Utilizando o texto para se colocar como um mero aprendiz, o autor cita nominalmente gigantes da poesia para marcar a distância que enxerga entre seus versos e a genialidade consagrada do timaço de poetas que ele reverencia.
Ao fechar o poema com as expressões “nunca PESSOA” e “fingidor poeta de versos à toa”, ele faz uma clara alusão ao famoso conceito de Fernando Pessoa de que “o poeta é um fingidor”.

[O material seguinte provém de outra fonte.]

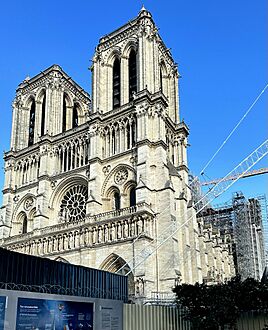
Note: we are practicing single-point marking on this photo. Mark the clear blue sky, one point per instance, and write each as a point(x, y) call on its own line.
point(220, 47)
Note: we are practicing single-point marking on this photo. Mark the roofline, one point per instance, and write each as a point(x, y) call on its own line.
point(54, 67)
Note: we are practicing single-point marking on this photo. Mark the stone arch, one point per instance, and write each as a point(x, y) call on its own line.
point(164, 81)
point(66, 187)
point(28, 101)
point(131, 44)
point(116, 264)
point(21, 207)
point(21, 224)
point(115, 53)
point(114, 198)
point(109, 179)
point(69, 99)
point(40, 94)
point(129, 191)
point(63, 187)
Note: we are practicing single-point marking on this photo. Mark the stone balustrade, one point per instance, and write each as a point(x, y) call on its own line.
point(105, 228)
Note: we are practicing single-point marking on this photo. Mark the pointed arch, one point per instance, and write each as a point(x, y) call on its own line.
point(116, 83)
point(132, 73)
point(43, 114)
point(75, 115)
point(116, 264)
point(64, 112)
point(32, 123)
point(23, 221)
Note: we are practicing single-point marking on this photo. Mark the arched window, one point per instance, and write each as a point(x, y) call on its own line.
point(132, 74)
point(31, 124)
point(24, 224)
point(161, 79)
point(75, 116)
point(64, 112)
point(132, 196)
point(117, 200)
point(116, 84)
point(43, 115)
point(133, 133)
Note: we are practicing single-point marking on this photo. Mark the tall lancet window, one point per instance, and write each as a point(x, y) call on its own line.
point(31, 124)
point(75, 116)
point(24, 224)
point(64, 113)
point(132, 74)
point(43, 115)
point(116, 84)
point(161, 79)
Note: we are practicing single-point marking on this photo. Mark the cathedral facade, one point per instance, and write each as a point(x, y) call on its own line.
point(103, 181)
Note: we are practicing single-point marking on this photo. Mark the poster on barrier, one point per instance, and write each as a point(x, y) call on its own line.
point(43, 314)
point(2, 311)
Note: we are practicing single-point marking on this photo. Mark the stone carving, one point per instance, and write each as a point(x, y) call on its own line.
point(28, 203)
point(121, 176)
point(106, 169)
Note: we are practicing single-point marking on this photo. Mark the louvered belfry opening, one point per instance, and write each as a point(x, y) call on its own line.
point(116, 84)
point(132, 65)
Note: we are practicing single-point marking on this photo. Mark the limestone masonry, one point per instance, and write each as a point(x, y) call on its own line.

O autor brinca com essa ideia para reforçar sua própria autoimagem de “pretenso esteta”.
A letra faz parte do álbum MEU SAMBA É ASSIM, que conta com a direção musical do renomado mestre Jorge Simas – que tem histórico de trabalho semelhante com diversos craques da MPB – o que indica que, além da forte carga literária, a estrutura foi pensada para ganhar ritmo e melodia nas rodas de samba.
Chegou a hora dessa gente bronzeada mostrar seu valor.
O álbum MEU SAMBA – com as composições de Xico Bizerra – vem em boa hora, chegando para levantar o astral e servindo como uma importante contribuição para não deixar o samba morrer.
Boto fé em tudo isso aí.
Agradeci no espaço reservado para tal, e renovo a gratidão, pelo generoso comentário de Jairo Juruna. Como disse lá, elogios como este são a pílula que estimula a publicação de minhas besteiragens e baboseiras por aqui e por outras paragens. Obrigado, Juruna.